ヨーロッパで今、もっとも熱いカテゴリーがコンパクトSUVである。日本車が火をつけ、韓国車が追従したこのカテゴリーに、ここに来てようやく地元ヨーロッパ勢が本腰を入れ始めたのだ。とくにプレミアムブランドに関しては、これまではBMW・X3の独り勝ちと言える状況が続いていたのだが、昨年末にVWがティグアンを、今年に入ってメルセデス・ベンツがGLKを、そしてアウディがこのQ5を相次いで発表。遂に役者が揃ったのである。
とくにこのQ5は、X3を相当強く意識して開発されたようだ。開発陣は誰もが、あらゆる項目でX3を凌駕したと胸を張る。では実際どうだったかと言えば、確かに居住性やユーティリティ性も優れているし、動力性能においてほぼ同等のX3 2.5iに対してQ5 2.0TFSIクワトロの方が明らかに優れた燃費をマークするなど、その言葉には偽りは無さそうである。もっともデザイン、あるいは走りのテイストは単純に優劣をつけられるものではないが。また一方で、3リッターの左ハンドル車のみの設定となりそうなメルセデスのGLKと比較した場合にも、ユーティリティ性や価格など多くの面で勝機はありそうだ。

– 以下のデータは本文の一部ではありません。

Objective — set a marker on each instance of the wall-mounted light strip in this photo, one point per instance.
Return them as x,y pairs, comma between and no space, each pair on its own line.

そして何より重要なのは、A3あるいはA4からのアウディの中でのステップアップの対象としても、Q5は十分な魅力を有しているということである。率直に言って、現状ではA6はその受け皿となり切っておらず、それがユーザーを逃す要因となっているが、Q5は変化球ながら、その役割を果たせるかもしれない。アウディにとっても現アウディ・オーナーにとっても、そして輸入車全体のファンにとっても要注目のQ5、導入は来年中盤となりそうだ。